Every politician has a line about jobs. I wanted the number behind the line — not the headline rate, but the shape of who is working, in what, full-time or part, and how that's shifted.
So I built the whole stack an analyst actually uses: ingest → transform → store → model → visualise. Python pulls the ABS Labour Force series straight off the API, pandas cleans and reshapes it, Azure SQL stores and models it through a layered view pattern, and Power BI sits on top as a 4-page report covering the national picture, the states, industries, and the full-time / part-time split.
This page is that report, told as a story — the strongest findings first, the engineering that makes them trustworthy underneath.
Everything here comes from the Australian Bureau of Statistics — the same Labour Force survey the RBA and Treasury quote. I hit the ABS Data API directly (no key required): the monthly Labour Force series for the national, state and full-time/part-time numbers, and the annual Labour Account for employment by industry. The national series runs back to February 1978 and is current to early 2026.
The pipeline is deliberately boring, which is the point. The raw ABS output is messy multi-dimension data with coded labels and a wide shape; I parse the time periods, map the dimension codes to readable names, and reshape it long. The cleaned data lands in Azure SQL staging tables, then a staging → mart view layer shapes the metrics. Power BI only ever reads the curated mart views — never the raw tables.
The Power BI report itself is generated by a Python script, not hand-built in Desktop. One build_report.py writes the data model, every visual, the 15 DAX measures and a custom colour theme as text files. So the entire dashboard is diff-able, reviewable and version-controlled like code — if it ever corrupts, I regenerate it instead of fighting a binary .pbix.
It runs on serverless Azure SQL, which auto-pauses when idle — the whole thing costs roughly $2–6 a month, almost all of it storage rather than compute.
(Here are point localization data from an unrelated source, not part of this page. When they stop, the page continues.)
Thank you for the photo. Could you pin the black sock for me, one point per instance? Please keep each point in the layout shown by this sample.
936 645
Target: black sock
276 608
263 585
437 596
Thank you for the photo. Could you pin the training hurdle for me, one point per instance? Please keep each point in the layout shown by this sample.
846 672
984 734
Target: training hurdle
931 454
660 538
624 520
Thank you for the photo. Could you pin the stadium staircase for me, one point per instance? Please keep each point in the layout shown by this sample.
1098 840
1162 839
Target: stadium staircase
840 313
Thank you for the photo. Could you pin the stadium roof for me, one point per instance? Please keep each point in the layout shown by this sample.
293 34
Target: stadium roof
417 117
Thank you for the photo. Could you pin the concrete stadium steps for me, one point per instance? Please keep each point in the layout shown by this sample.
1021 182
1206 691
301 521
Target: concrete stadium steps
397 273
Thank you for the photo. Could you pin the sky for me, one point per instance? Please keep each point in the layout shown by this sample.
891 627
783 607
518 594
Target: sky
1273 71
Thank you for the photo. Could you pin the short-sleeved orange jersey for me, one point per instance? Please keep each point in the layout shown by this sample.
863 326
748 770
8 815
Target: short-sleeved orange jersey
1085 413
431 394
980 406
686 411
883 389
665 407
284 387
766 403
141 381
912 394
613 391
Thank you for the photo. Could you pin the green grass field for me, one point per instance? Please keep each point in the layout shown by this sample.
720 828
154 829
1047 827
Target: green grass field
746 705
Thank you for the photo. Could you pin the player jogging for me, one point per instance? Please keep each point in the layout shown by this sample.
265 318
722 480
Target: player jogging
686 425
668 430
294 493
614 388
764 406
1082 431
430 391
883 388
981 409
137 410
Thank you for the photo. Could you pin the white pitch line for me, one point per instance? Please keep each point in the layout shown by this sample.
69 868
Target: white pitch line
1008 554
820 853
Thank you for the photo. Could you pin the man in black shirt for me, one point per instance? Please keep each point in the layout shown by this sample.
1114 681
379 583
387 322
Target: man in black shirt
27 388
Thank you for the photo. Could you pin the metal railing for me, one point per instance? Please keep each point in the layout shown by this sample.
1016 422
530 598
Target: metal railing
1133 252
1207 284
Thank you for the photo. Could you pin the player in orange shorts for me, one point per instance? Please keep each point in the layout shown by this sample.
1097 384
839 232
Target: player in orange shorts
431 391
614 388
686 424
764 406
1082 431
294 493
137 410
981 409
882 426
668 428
Insight one: full-time work isn't shared evenly. The part-time economy is overwhelmingly female.

“The headline rate hides the composition. Who works full-time, and where, is the part that actually moved.”
Insight two: the labour market is tight almost everywhere — the states barely differ.
I expected wide regional gaps. Instead the spread between the highest and lowest state unemployment rate is under 0.9 of a percentage point — Tasmania at the top, Western Australia at the bottom, everyone bunched in between.

Insight three: health care is the country's biggest employer — but here's where I have to be honest about the data.
By headcount, Health Care & Social Assistance and Retail Trade sit at the top of the industry table. But the industry breakdown comes from the annual ABS Labour Account, which lags badly — it ends at 2022, while everything else on the dashboard is current. I confirmed via the live API that it's stale at source, so rather than quietly mix a 2022 series with current numbers, I labelled every industry title with its vintage. Knowing a source's recency before you build on it matters more than any chart.

- 01Replace the stale annual industry source with a current quarterly Labour Force Detailed “employed by industry” series, so every page is current to the same month.
- 02Fix the missing ACT & NT in the state mart view — chase the gap back through staging → mart filtering.
- 03Harden the Azure side: a budget + cost alert, secrets in Key Vault, and Azure AD auth to the SQL DB instead of a SQL login.